With no fans allowed in the stands, no travel involved and the longest layoff from full-speed basketball that most N.B.A. players have ever experienced, the league’s 22-team format to reboot the season is already unlike anything the N.B.A. has ever witnessed. All of that works against concepts like yours gaining support, because the league is already sensitive to the notion that this postseason will look too untraditional.

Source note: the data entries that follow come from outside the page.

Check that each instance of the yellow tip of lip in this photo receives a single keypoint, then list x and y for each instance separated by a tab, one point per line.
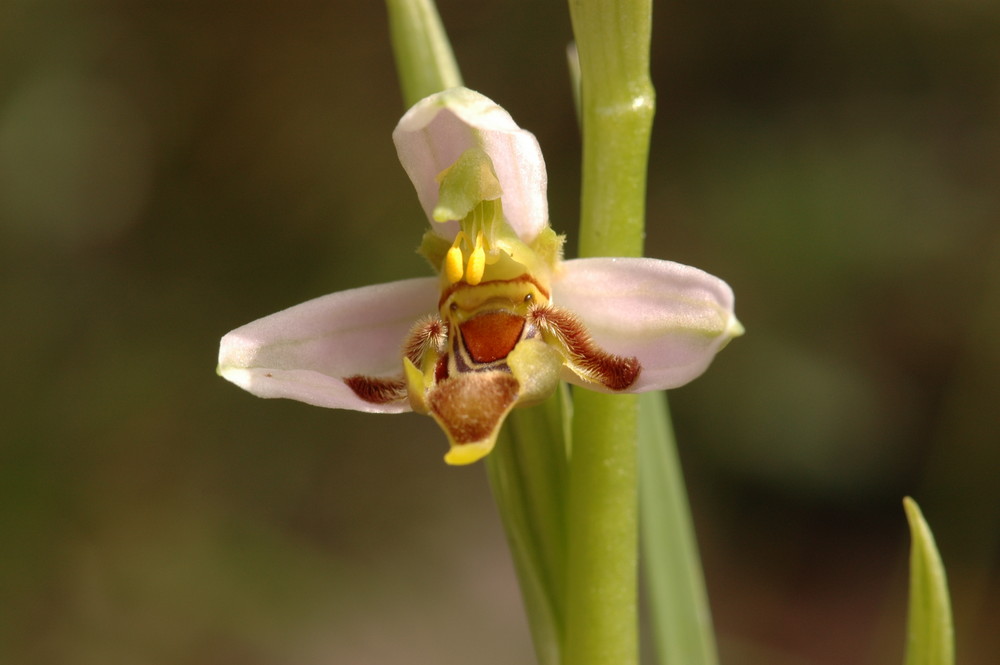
467	453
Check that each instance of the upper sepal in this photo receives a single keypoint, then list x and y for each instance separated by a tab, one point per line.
305	352
671	317
434	133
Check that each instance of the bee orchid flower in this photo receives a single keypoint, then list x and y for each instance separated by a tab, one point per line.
504	320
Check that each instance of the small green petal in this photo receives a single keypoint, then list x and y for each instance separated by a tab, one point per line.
465	184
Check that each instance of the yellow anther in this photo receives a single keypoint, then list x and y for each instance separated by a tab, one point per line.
477	263
453	265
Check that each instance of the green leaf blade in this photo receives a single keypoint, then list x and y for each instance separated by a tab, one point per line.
681	618
930	633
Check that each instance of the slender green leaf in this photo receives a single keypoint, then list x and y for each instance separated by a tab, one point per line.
930	635
681	620
528	475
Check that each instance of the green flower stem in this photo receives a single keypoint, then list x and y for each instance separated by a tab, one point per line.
617	104
424	59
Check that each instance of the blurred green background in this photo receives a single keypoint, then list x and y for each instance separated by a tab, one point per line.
169	171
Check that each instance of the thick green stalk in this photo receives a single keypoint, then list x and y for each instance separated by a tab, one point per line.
424	59
617	109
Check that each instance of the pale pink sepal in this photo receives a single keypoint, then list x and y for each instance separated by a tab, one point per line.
672	317
304	352
437	129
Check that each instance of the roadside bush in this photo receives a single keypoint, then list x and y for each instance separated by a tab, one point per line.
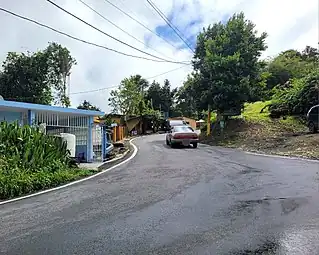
296	99
22	182
31	161
27	148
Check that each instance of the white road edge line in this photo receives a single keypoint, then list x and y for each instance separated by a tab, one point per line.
283	157
75	182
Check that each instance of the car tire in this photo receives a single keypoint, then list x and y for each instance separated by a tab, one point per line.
312	128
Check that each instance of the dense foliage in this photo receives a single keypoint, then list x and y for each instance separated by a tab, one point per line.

Any measure that widens the gap between how the N.B.A. postseason usually functions and this season’s format is bound to be met with resistance.
Numbers Game
10
Last week’s list of the N.B.A.’s head coaches of color inexcusably omitted Charlotte’s James Borrego, who is Hispanic. Miami’s Erik Spoelstra is Filipino-American, and there are eight African-American head coaches: J.B. Bickerstaff (Cleveland), Dwane Casey (Detroit), Alvin Gentry (New Orleans), Nate McMillan (Indiana), Lloyd Pierce (Atlanta), Doc Rivers (Los Angeles Clippers), Jacque Vaughn (Nets) and Monty Williams (Phoenix).
4
Wednesday is the one-year anniversary of Kevin Durant tearing his right Achilles' tendon in Game 5 of the N.B.A. finals. In each of the past two seasons, four players have sustained a torn Achilles' tendon, which has historically been the hardest injury to recover from for N.B.A. players. According to data maintained by Jeff Stotts — a certified athletic trainer who writes about sports injuries on his site, In Street Clothes — going into the 2018-19 season there had only been four torn Achilles’ tendons sustained by N.B.A. players over the previous three seasons.
7
The seven other players, alongside Durant, who sustained Achilles' tendon tears last season and this season with when the injury occurred in parentheses: Indiana’s C.J. Wilcox (September 2018), Dallas’ J.J. Barea (January 2019), Washington’s John Wall (January 2019), New Orleans’ Darius Miller (August 2019), Portland’s Rodney Hood (December 2019), the Nets’ David Nwaba (December 2019) and Dallas’ Dwight Powell (January 2020).
36
The maximum number of games any of the 22 teams bound for the N.B.A.’s planned reboot of the 2019-20 season at the Walt Disney World Resort would most likely play is 36 — with games scheduled over just 73 days (July 31 to Oct. 12). That number would stretch to 38 if a No. 9 seed in either conference forced a play-in round by finishing four games or fewer behind the No. 8 seed.
1,541
Atlanta’s exclusion from the 22-team field at Disney World could mean that the Hawks’ Vince Carter has played his last N.B.A. game. Carter, 43, has appeared in 1,541 regular-season games, which puts him third on the career list behind Robert Parish’s 1,611 and Kareem Abdul-Jabbar’s 1,560. Having started his career during the lockout-shortened 1998-99 season, Carter is also the only player in league history to play in four different decades. But he lost out on a potential April 10 farewell visit to Toronto, Carter’s first of eight N.B.A. teams, because of the league’s abrupt shutdown in March.